Results showed that both SD and MgSt present a lower work of cohesion between their particles (28 mJ/m² for MgSt and 31 mJ/m² for SD) compared to the diluents (120 mJ/m² for LM and 105 mJ/m² for MCC). Since MgSt and SD present lower work of cohesion than adhesion to the different excipients (45 mJ/m² for LC-MgSt, 43 mJ/m² for LC-SD; 45 mJ/m² MCC-MgSt and 37 mJ/m² MCC-SD) they are likely to adhere and spread over both diluents surfaces. Raman imaging confirmed the surface coverage of diluents by both MgSt and SD when physical mixtures between the diluents and glidant/lubricant were prepared. As a result of the ability of MgSt or SD to spread over diluent particles during blending, these additives showed to be able to reduce the angle of repose, cohesion, compressibility and specific energy of the individual diluents.

IGC measurements were conducted in the same four excipients to determine the surface energy as well as the work of adhesion and cohesion and correlations between the IGC and liquid wetting angle results were explored, allowing to understand the benefits of each technique and major inconvenient.

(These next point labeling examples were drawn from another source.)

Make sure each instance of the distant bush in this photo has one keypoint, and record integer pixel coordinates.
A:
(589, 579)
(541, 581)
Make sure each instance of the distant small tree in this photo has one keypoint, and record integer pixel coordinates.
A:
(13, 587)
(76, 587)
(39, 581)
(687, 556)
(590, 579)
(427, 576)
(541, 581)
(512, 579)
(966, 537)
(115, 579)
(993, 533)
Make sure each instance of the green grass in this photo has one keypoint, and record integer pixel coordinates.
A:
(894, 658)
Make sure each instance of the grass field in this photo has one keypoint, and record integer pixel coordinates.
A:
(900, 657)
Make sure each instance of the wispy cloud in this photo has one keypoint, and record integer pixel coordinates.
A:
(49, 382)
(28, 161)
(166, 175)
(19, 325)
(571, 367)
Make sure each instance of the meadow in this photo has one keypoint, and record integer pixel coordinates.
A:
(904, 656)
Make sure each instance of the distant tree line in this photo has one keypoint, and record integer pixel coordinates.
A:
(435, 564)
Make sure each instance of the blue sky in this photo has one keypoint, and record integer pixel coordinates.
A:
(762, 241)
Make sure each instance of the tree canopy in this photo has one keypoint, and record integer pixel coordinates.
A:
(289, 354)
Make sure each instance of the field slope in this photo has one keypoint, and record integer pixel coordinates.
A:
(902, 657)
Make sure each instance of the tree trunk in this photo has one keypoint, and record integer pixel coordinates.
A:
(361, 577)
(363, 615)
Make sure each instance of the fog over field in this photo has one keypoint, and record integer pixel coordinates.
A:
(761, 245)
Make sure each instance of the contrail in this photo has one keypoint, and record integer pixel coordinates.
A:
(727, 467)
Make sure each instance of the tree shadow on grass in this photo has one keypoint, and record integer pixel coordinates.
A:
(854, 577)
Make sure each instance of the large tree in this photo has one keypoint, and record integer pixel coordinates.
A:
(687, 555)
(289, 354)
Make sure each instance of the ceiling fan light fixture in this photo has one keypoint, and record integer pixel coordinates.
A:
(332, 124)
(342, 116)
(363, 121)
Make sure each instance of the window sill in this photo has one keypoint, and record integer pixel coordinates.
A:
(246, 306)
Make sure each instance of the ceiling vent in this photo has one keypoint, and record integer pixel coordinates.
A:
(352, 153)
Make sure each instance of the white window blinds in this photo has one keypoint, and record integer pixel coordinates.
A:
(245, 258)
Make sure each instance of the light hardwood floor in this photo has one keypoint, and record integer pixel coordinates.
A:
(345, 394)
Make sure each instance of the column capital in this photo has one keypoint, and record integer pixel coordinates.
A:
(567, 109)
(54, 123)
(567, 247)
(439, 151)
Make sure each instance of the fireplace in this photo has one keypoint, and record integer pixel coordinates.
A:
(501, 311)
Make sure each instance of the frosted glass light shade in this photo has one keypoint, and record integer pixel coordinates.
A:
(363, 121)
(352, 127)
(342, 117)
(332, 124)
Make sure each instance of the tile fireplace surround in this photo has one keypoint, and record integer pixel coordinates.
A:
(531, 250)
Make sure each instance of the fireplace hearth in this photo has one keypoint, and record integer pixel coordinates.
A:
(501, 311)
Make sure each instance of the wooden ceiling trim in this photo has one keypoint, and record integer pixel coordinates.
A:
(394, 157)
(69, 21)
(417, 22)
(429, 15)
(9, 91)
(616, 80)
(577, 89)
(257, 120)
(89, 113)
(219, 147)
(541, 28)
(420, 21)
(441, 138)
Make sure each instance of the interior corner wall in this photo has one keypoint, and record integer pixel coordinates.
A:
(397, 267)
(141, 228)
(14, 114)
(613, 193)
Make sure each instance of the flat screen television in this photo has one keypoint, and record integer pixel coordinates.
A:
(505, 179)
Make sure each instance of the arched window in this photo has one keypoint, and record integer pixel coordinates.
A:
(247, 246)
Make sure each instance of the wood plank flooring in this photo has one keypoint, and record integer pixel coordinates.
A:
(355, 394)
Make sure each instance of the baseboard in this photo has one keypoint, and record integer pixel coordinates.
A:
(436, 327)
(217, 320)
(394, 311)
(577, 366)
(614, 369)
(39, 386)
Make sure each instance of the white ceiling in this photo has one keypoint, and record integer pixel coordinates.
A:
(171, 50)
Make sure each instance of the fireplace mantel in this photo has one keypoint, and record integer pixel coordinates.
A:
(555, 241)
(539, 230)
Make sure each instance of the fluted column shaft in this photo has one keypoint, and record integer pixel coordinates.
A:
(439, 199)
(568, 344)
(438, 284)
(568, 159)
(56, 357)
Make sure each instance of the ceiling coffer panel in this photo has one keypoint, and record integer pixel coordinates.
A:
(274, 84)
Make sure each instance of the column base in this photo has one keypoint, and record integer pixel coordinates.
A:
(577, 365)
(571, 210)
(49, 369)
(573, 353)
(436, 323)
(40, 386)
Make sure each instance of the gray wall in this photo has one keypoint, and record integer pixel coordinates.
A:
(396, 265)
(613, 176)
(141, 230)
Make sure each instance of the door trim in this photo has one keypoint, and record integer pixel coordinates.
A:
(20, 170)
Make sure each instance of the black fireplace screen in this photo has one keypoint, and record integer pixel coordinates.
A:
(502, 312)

The work conducted demonstrated that IGC can be used as an alternative methodology to support both oral dosage forms and DPI formulation development. The proposed methodology was successfully used to estimate the aerodynamic performance of a DPI formulation as demonstrated by the good correlation between NGI data and surface energy obtained using IGC. Preliminary work with excipients used in oral dose formulations also allowed identifying that the IGC data can be translated to this field of science, allowing insights on blending efficiency, predicting the impact of using excipients in formulations regarding final blend flowability and performance.

References:

[1] B. Riedl and P. D. Kamdem, “Estimation of the dispersive component of surface energy of polymer-grafted lignocellulosic fibers with inverse gas chromatography,” J. Adhes. Sci. Technol., vol. 6, no. 9, pp. 1053–1067, 1992.

[2] D. Cline and R. Dalby, “Predicting the quality of powders for inhalation from surface energy and area,” Pharm. Res., vol. 19, no. 9, pp. 1274–1277, 2002.

[3] D. Traini, P. Rogueda, P. Young, and R. Price, “Surface energy and interparticle forces correlations in model pMDI formulations,” Pharm. Res., vol. 22, no. 5, pp. 816–825, 2005.